The whole source code is below and we use convert command of ImageMagic to generate font preview images. The images are actually rendered by a font engine of the OS such as FreeType. The rendered characters are 'あいうえおアイウエオABCDabcd' in default including Japanese, but some of fonts don't have the Japanese griph data, then 'ABCDEFGabcdefg' is rendered as fallback.

#!/usr/bin/env python
import logging
import getpass
import glob
import json
import os
import shutil
import sys
import subprocess
from fontTools import ttLib

def shortName(font):
    """Get the short name from the font's names table"""
    name = ""
    for record in font['name'].names:
	if b'\x00' in record.string:
	    name = record.string.decode('utf-16-be')
	else:
	    name = record.string.decode('utf-8', 'surrogateescape')
    return name

def gen_preview_image(fontfile, outdir, is_overwrite=False, pointsize=40, text='あいうえおアイウエオABCDabcd', ascii_text='ABCDEFGabcdefg', fname_prefix=''):
    try:
	ttf = ttLib.TTFont(fontfile, fontNumber=0) # https://github.com/fonttools/fonttools/issues/541
	font_name = shortName(ttf)
	fname_out = os.path.join(outdir, fname_prefix + font_name.replace(' ', '_') + '.png')
	cmd = f"convert -font '{fontfile}' -pointsize {pointsize} label:{text} '{fname_out}'"
	cmd_in = cmd.encode('utf-8', 'surrogateescape')
	if is_overwrite or not os.path.exists(fname_out):
	    try:
		cmd_out = subprocess.getoutput(cmd_in)
	    except subprocess.CalledProcessError as grepexc:
		logging.debug("error and try only with ascii:", grepexc.returncode, grepexc.output, fontfile)
		cmd = f'convert -font {fontfile} -pointsize {pointsize} label:{ascii_text} {fname_out}'
		cmd_in = cmd.encode('utf-8', 'surrogateescape')
		try:
		    cmd_out = subprocess.getoutput(cmd_in)
		except subprocess.CalledProcessError as grepexc:
		    logging.debug("error :", grepexc.returncode, grepexc.output, fontfile)
		    fname_out = None
	return {'preview_image_path': fname_out, 'name': font_name, 'path_font': fontfile}
    except ttLib.TTLibError as e:
	logging.debug(e)
	return {'preview_image_path': None, 'name': 'UNKNOWN', 'path_font': fontfile}

def process_multicore(func_ptr, dset):
    import multiprocessing as multi
    p = multi.Pool(multi.cpu_count() - 1) # max number of processes
    result = p.starmap(func_ptr, dset)
    p.close()
    p.join()
    return result

def run_all(fontdir, outdir, is_overwrite=False):
    # init
    if not os.path.exists(outdir):
	os.mkdir(outdir)

    fontfiles = [f for f in glob.glob(fontdir + "**/*.*", recursive=True)]

    dset = []
    results = []

    for fontfile in fontfiles:
	dset.append((fontfile, outdir, is_overwrite))

	if len(dset) > 100:
	    res = process_multicore(gen_preview_image, dset)
	    results.extend(res)
	    dset = []
    if len(dset):
	res = process_multicore(gen_preview_image, dset)
	results.extend(res)

    return results

if __name__ == '__main__':
    logging.basicConfig(level=logging.DEBUG)

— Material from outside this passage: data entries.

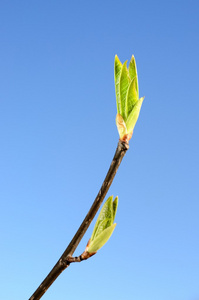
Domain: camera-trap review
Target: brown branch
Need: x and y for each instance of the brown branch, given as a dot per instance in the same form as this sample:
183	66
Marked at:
63	263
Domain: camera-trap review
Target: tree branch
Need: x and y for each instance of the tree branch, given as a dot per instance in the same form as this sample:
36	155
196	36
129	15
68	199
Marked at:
63	262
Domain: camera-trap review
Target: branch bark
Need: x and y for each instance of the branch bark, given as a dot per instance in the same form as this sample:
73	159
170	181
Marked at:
63	263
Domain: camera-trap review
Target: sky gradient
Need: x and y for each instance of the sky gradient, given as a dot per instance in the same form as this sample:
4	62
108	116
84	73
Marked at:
58	137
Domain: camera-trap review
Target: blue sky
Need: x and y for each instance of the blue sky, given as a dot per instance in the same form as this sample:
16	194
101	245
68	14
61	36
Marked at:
58	136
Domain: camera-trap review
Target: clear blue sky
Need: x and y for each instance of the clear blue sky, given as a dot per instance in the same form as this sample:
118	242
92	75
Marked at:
58	136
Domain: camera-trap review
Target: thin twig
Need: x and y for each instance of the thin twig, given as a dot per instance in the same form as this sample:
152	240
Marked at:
63	263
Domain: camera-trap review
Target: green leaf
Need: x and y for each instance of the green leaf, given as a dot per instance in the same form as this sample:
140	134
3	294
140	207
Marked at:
124	84
101	239
132	96
132	119
133	72
117	69
121	125
106	213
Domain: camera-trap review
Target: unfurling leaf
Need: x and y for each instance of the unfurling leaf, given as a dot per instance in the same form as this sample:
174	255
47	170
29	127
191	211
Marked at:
127	97
104	226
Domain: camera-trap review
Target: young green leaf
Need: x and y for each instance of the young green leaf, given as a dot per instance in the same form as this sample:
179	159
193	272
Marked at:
127	98
133	72
132	96
132	119
101	239
117	71
121	126
124	85
105	213
104	225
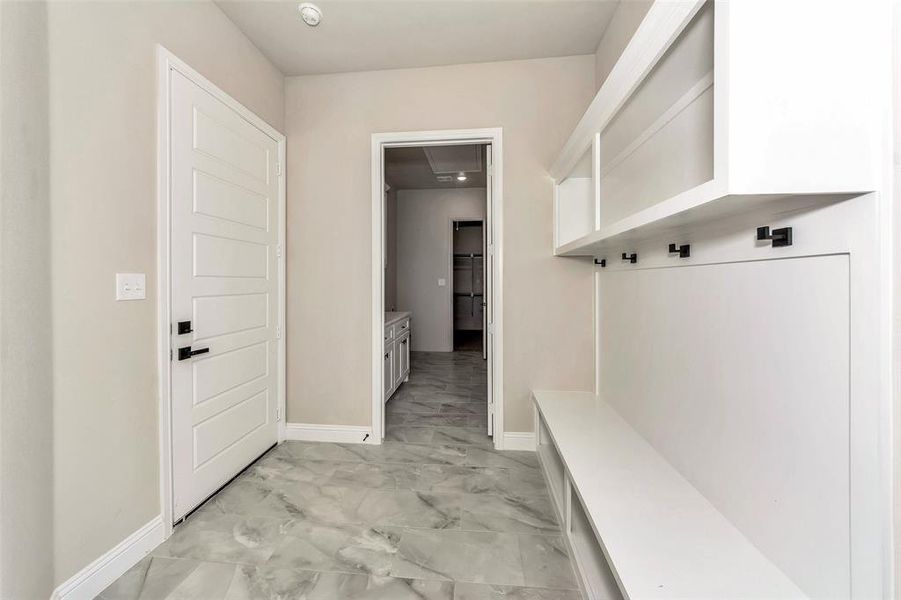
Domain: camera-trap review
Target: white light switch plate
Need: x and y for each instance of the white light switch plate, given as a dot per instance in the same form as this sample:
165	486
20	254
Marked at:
131	286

    fontDirs = [f'/usr/share/fonts/']
    results = []
    for fontDir in fontDirs:
	result = run_all(fontDir, f'/home/{getpass.getuser()}/tmp/font_images/')
	results = results + result
    print(json.dumps(results))

Sample of generated preview images

It took a few minutes to have generated the preview images with over 1000 fonts and the sample ones are below. The processing speed is enough and we can utilize the max of the CPU resources.

nil

Conclusion

We introduced a practical sample program to execute a batch processing to generate font preview images with over 1000 fonts with utilizing multi-core CPU. Though we omitted in the sample code, our video servers stores the generated preview images into S3 and they are actually shown on RICHKA GUI and it helps users to visually select desired fonts used for video generation.